Regulation of private equity in Europe – SJ Berwin
In late February, the European private equity industry was given an opportunity to present its views to the European Union on the regulatory framework which should apply to it in the future. In front of an audience that included many strong supporters of the private equity model, industry participants and academics pointed out that private equity does not pose systemic risk and should not be put into the same regulatory basket as businesses that do.
They presented a compelling defence of the industry’s business model, and submitted a detailed review of existing regulation in Europe – which demonstrated that there are already extensive rules covering most aspects of the way private equity and venture capital fund managers do business. But, recognising the need for some change, the industry’s leaders also promised to work with politicians and law-makers to establish a pan-European oversight regime for a unified, principles-based rule book.
That was a very significant promise, and one which sits well with the recommendations of another influential report published this past month – a European Commission (EC) taskforce suggests the creation of a European body to oversee policy and issue risk warnings to national regulators, and it specifically endorses the value of private sector regulation.
But the critical question is whether anyone was listening. It is clear that private equity regulation has become intensely political, and – as important European elections loom, including of the current EC President José Manuel Barroso – there is a risk that prejudice and party political rivalry will overshadow the rational arguments presented. Poul Nyrup Rasmussen, President of the Party of European Socialists in the European Parliament and architect of a report calling for greater regulation of private equity and hedge funds last year, repeated that nothing short of a hard line response from the EC will satisfy him and his colleagues. His response might substantiate what some industry commentators now point out: what matters is perception and image, not reality. And for many politicians the perception and image appears to already be fixed.
That view may be too pessimistic. Charlie McCreevy, the Internal Markets Commissioner, made it clear that he does intend to bring forward more regulation of private equity, and will produce new rules by the end of April 2009. But he has also laid out six ‘lessons’ which would guide his approach to that task. Mr McCreevy believes that the concerns about private equity are very different to those about other players in the financial services industry. The concern, he argues, focuses on debt levels in portfolio companies and the management of wider relationships.
The starting point for any new rules should be existing regulation and oversight, and an understanding that investors in private equity funds are sophisticated (mainly institutional) players who could undertake their own due diligence and negotiate their own terms. The first line of defence against excessive leverage should be at the source: banks should be required to manage their exposure to private equity.
McCreevy also pointed out that most concerns about private equity were not unique to it but applied to many other businesses.
The view that private equity is one of the causes of the current financial crisis, even if stated by the influential Mr Rasmussen, does seem to be a minority one.

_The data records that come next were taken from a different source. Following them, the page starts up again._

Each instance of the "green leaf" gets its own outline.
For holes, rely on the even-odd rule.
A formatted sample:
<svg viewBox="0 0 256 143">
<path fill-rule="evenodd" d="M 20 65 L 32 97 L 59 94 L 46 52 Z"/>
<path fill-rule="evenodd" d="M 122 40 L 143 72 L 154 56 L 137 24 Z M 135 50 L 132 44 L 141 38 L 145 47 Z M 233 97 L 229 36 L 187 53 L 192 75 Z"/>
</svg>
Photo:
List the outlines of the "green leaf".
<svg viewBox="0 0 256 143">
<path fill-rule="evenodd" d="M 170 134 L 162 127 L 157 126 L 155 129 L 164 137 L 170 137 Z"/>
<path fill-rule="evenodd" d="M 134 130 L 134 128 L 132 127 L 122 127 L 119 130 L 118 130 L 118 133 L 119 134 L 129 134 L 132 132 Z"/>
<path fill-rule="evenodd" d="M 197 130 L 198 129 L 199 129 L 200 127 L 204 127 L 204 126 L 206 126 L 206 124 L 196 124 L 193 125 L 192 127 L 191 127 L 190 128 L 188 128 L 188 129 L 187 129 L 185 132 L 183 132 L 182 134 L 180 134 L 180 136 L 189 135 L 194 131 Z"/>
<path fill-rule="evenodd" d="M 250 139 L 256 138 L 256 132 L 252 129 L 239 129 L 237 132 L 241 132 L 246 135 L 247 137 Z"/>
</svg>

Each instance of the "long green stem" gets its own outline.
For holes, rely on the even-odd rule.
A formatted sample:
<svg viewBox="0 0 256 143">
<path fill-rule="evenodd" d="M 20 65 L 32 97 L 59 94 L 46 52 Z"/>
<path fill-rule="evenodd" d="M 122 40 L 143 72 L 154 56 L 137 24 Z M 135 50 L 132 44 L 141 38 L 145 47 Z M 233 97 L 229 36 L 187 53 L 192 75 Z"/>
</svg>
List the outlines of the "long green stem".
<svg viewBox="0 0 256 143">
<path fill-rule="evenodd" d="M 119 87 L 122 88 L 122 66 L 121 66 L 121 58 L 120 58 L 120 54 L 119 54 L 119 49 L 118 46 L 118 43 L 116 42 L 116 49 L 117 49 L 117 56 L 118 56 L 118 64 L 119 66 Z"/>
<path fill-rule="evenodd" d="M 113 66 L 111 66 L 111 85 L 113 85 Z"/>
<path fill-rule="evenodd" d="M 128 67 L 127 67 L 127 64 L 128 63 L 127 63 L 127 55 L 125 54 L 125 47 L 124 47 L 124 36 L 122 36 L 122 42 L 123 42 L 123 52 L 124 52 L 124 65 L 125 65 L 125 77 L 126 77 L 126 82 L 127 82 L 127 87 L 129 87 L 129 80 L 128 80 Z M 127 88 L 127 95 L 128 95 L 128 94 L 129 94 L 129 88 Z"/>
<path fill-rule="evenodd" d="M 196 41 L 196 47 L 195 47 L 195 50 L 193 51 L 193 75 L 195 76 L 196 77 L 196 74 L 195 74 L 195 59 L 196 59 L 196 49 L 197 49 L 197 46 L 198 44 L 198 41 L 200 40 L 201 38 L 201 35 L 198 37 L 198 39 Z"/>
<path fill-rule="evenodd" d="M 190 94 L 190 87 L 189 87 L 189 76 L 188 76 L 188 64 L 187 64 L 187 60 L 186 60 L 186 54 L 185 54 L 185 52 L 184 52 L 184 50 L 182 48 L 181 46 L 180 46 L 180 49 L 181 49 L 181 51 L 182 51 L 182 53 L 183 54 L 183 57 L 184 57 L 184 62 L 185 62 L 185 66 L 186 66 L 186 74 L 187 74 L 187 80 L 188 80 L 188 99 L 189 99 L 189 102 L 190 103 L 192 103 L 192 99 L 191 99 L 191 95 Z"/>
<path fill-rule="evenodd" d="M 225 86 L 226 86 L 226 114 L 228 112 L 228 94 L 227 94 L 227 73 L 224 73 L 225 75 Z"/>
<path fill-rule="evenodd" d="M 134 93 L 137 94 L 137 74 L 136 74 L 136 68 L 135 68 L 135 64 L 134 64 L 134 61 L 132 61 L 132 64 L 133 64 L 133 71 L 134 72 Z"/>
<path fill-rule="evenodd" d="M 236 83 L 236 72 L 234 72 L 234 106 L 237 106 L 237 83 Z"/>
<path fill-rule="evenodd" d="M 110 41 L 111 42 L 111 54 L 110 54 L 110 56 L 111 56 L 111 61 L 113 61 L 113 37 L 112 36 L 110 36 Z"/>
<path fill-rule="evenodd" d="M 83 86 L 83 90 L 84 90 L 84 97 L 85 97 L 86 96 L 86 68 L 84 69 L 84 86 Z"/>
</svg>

Most people also recognise that patient, intelligent capital is exactly what many businesses need at the moment, and that private equity firms are well placed to provide it.
An industry which now speaks with a coherent single voice has offered a constructive dialogue to address legitimate concerns, and is astute enough to know that more regulation is clearly on the way and needs to shape it rather than reject it. Those could prove to be the right ingredients for a system of regulation which is appropriate and proportionate. It is not just the private equity community which should hope that the optimists are proved right – Europe’s economy should hope so too.
A very real risk remains, however, that what emerges from this process will be inappropriate, burdensome and stifling for private equity in Europe.